In this intimate, confiding poetry collection, McGuinness shows how identity is layered, permeable, always in motion - how we are always actor and audience to ourselves
'This is McGuinness's best collection by far, and stands out from the crowd'
SUNDAY TIMES
In Blood Feather, a book of doubling and displacement, we see time in a new way: the past, personal and collective, lingering as an ever-present ghost - while lost beyond recall.

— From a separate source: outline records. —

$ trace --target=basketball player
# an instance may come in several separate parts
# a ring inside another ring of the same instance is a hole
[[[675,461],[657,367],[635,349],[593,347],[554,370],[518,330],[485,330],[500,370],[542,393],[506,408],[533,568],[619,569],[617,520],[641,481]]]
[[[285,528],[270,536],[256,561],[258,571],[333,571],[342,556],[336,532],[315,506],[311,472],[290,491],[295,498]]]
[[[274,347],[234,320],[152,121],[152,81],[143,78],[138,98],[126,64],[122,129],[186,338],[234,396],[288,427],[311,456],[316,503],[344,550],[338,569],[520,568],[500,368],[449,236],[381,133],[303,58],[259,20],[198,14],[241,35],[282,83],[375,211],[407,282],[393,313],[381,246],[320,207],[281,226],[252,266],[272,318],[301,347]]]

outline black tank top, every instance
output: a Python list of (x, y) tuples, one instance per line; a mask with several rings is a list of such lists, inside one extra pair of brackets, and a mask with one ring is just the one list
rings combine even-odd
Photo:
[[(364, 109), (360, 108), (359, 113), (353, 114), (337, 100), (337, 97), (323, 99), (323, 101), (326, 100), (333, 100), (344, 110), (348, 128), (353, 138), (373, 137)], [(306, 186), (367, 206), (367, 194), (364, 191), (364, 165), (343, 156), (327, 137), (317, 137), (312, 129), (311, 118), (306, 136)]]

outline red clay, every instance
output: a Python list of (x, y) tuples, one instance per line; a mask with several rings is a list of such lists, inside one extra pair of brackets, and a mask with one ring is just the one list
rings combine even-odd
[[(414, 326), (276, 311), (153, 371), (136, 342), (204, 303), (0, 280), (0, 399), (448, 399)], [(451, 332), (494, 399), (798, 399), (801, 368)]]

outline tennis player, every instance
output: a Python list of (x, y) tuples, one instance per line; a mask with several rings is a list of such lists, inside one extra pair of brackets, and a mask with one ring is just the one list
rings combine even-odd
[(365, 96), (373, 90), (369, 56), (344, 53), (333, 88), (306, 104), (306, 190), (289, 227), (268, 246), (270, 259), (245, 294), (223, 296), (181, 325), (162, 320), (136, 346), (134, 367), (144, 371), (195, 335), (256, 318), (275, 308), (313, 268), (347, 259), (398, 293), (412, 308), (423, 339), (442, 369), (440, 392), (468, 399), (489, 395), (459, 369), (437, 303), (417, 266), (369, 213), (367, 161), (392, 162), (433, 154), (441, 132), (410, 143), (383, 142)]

The first section, 'Squeeze the Day' - a series of deeply moving poems about the author's mother, displaced between languages - investigates her illness and death; how being bilingual is like having a double, a second self; how each self haunts the other. 'The Noises Things Make When They Leave' elegises today's post-industrial landscapes, their people and professions: sidelined by literature, bypassed by globalisation. The final sequence, 'After the Flood', links the book's themes, seeking a way of seeing things for the first time and the last time simultaneously. Exploring the gaps between languages and between our selves in language, Patrick McGuinness dreams of a new tense in which the world's losses are redeemed:
It's the anniversary of my mother's death,
and it's my mother's birthday -
the day she short-circuited the tenses,
made the current flow both ways.
A clear-sighted, intimate new poetry collection from the prizewinning author of Other People's Countries and Throw me to the Wolves.